Original Traceback (most recent call last):
File "/home/scott.farmers/miniconda3/lib/python3.7/site-packages/torch/nn/parallel/parallel_apply.py", line 60, in _worker
output = module(*input, **kwargs)
File "/home/scott.farmers/miniconda3/lib/python3.7/site-packages/torch/nn/modules/module.py", line 532, in __call__
result = self.forward(*input, **kwargs)
File "<ipython-input-25-86287e73cc1f>", line 34, in forward
x = torch.cat(embeddings, 1)
RuntimeError: cuda runtime error (710) : device-side assert triggered at /opt/conda/conda-bld/pytorch_1579022060824/work/aten/src/THC/THCGeneral.cpp:313
Here is my model:
class Image_Embedd(nn.Module):
def __init__(self, embedding_size):
'''
Args
---------------------------
embedding_size: Contains the embedding size for the categorical columns
num_numerical_cols: Stores the total number of numerical columns
output_size: The size of the output layer or the number of possible outputs.
layers: List which contains number of neurons for all the layers.

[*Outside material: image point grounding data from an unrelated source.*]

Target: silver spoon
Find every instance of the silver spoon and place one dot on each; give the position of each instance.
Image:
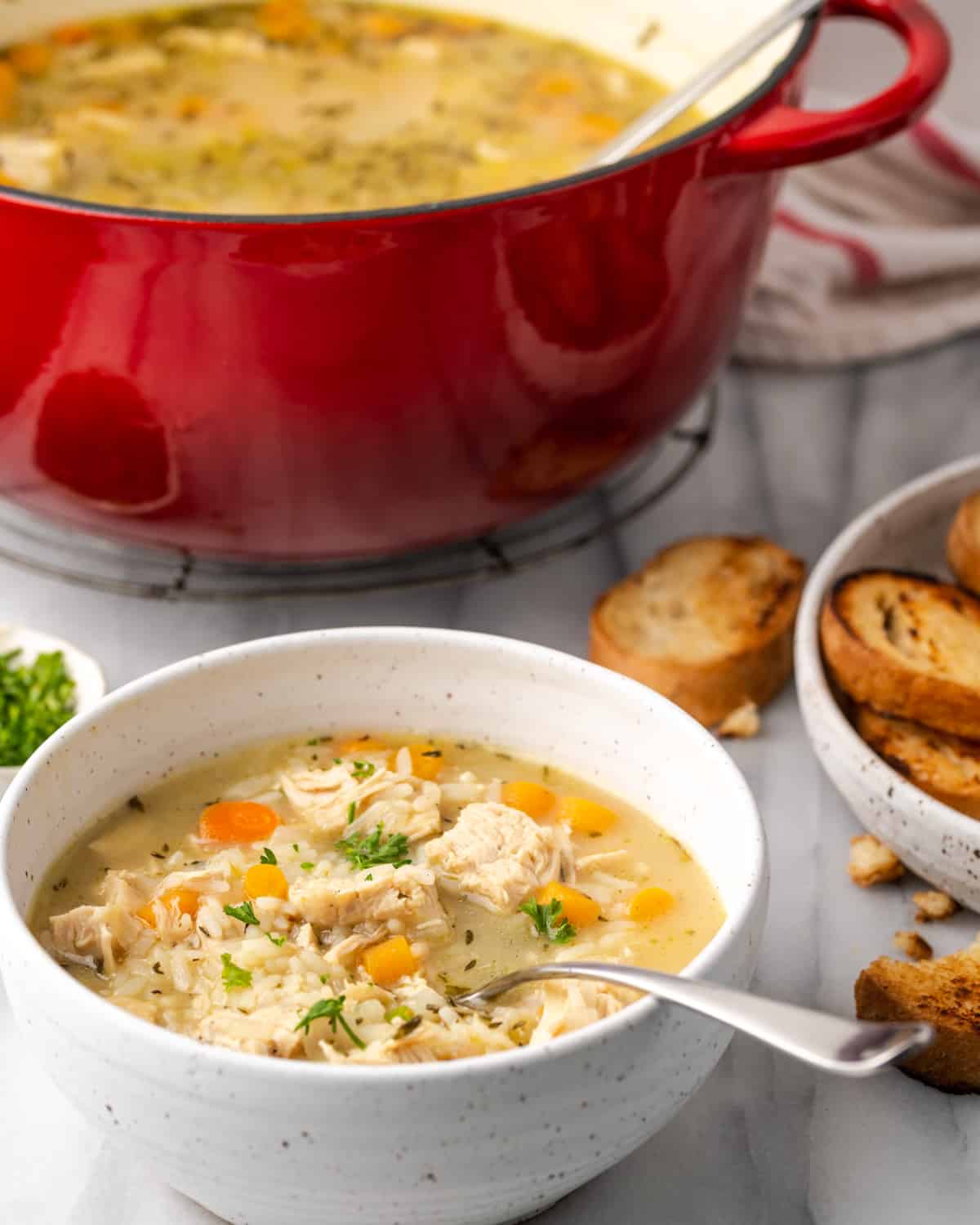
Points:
(835, 1044)
(658, 117)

p: Dropout with the default value of 0.5
'''
super().__init__()
self.all_embeddings = nn.ModuleList([nn.Embedding(ni, nf) for ni, nf in embedding_size])
self.embedding_dropout = nn.Dropout(p = .04)
self.cnn = models.resnet50(pretrained=False).cuda()
self.cnn.fc = nn.Linear(self.cnn.fc.in_features, 1000)
self.fc1 = nn.Linear(1000, 1077)
self.fc2 = nn.Linear(1077, 128)
self.fc3 = nn.Linear(128, 2)
#define the foward method
def forward(self, image, x_numerical, x_categorical):
embeddings = []
for i, e in enumerate(self.all_embeddings):
embeddings.append(e(x_categorical[:,i]))
x = torch.cat(embeddings, 1)
x = self.embedding_dropout(x)
x1 = self.cnn(image)
x2 = x_numerical
x3 = torch.cat((x1, x2), dim = 1)
x4 = torch.cat((x, x3), dim = 1)
x4 = F.relu(self.fc2(x4))
x4 = self.fc3(x4)
x4 = F.log_softmax(x4)
return x4
device = torch.device("cuda:0" if torch.cuda.is_available() else "cpu")
torch.manual_seed(101)
combined_model = Image_Embedd(embedding_size=train_categorical_embedding_sizes)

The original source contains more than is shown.